Alternatively, the school board could introduce its resolution and ask the city for a waiver to bypass the election process altogether.
The vast majority of the school board’s discussions are held in public, during school board meetings that feature online agendas posted at least three days in advance. These rules are outlined in California’s Brown Act, which requires elected officials to do their business in public.
Some discussions are allowed to take place behind closed doors. Public officials can meet in closed session to discuss ongoing or pending litigation, negotiations with labor unions, and matters involving individual employees.
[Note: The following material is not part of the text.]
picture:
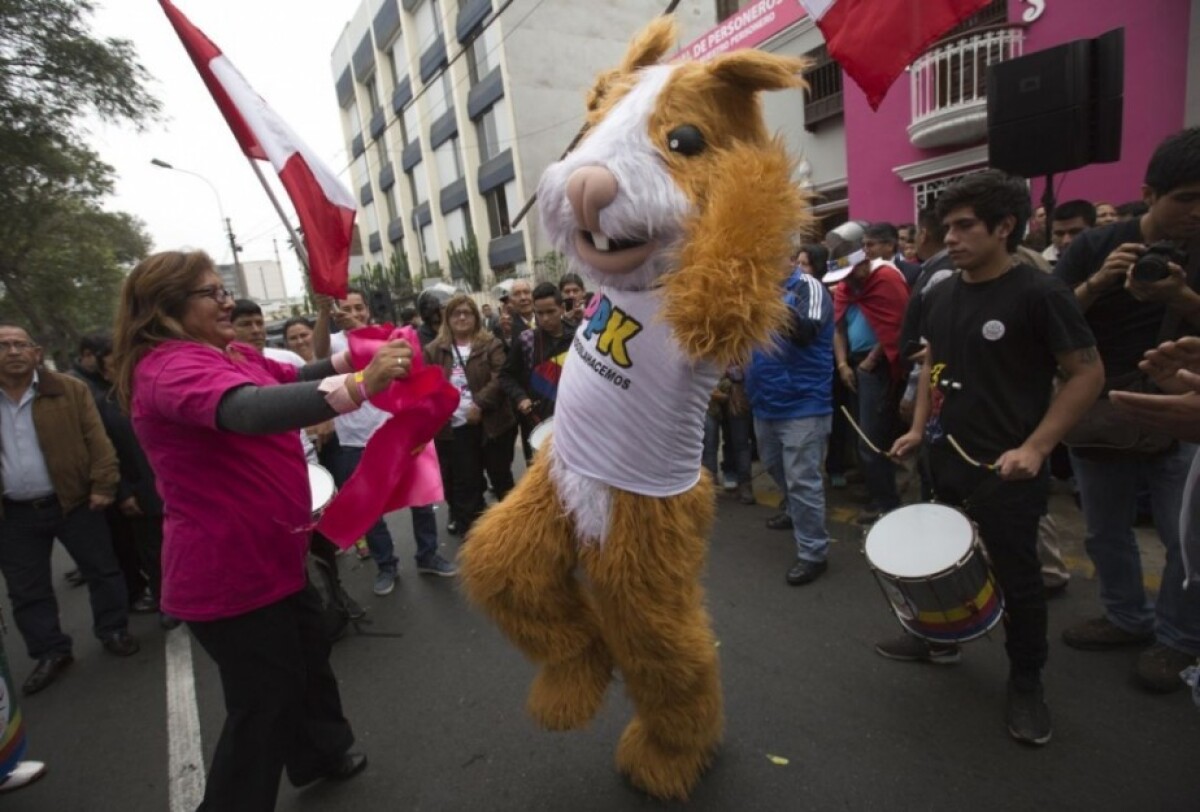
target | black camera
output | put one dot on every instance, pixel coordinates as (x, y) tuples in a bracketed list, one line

The district’s decision to have this discussion during closed session could be a violation of the Brown Act, according to a first amendment attorney contacted by Berkeleyside, though his interpretation of the Brown Act is contested.
“This is antithetical to the letter and spirit of the Brown Act, which is all about transparency and accountability in official decision making,” said David Loy, legal director at the First Amendment Coalition.
“What you don’t want to have happen is a superficially open session, which is simply choreographed and scripted beforehand in closed session,” he said. “The public has a right to know that that is even on the table for discussion, so that they can appear and comment and speak to their elected representatives and be part of that debate.”
Loy said that, for the most part, conversations on potential lawsuits should happen in open sessions. In his more narrow interpretation of the law, a closed session should be warranted if the “facts and circumstances” revealed during the discussion might result in a lawsuit.
But an attorney who has represented public agencies in Brown Act litigation said anything that has the potential to result in a lawsuit warrants a closed session discussion.
“I believe that a series of occurrences, for example, the passage of the CVRA along with changing demographics, would qualify as ‘facts and circumstances’ that would justify a closed session,” Jeff Ballinger, of the law firm Best Best & Krieger, wrote in an email to Berkeleyside.
Superintendent Stephens said the district is aware of and complies with Brown Act rules. “[W]e always follow counsel’s advice on such matters. We are confident that this particular item was appropriately agendized,” he said in the emailed statement.
In December, Berkeley’s Fair Elections public funding program was expanded to cover school board candidates, as well as candidates for city auditor and the Rent Stabilization Board. The change is intended to lower the financial barriers for individuals to run for elected office.
By the end of the closed session, the school board could recommend whether to move forward with the change and introduce the topic at an upcoming meeting, or decide to maintain at-large elections.
If the district decides to keep its at-large election system, there will be no public discussion on the matter.
Correction: A previous version of this story mischaracterized legal advice received by the Berkeley school board. The board was briefed on the legal risks of maintaining at-large elections, but its attorneys did not recommend a specific course of action.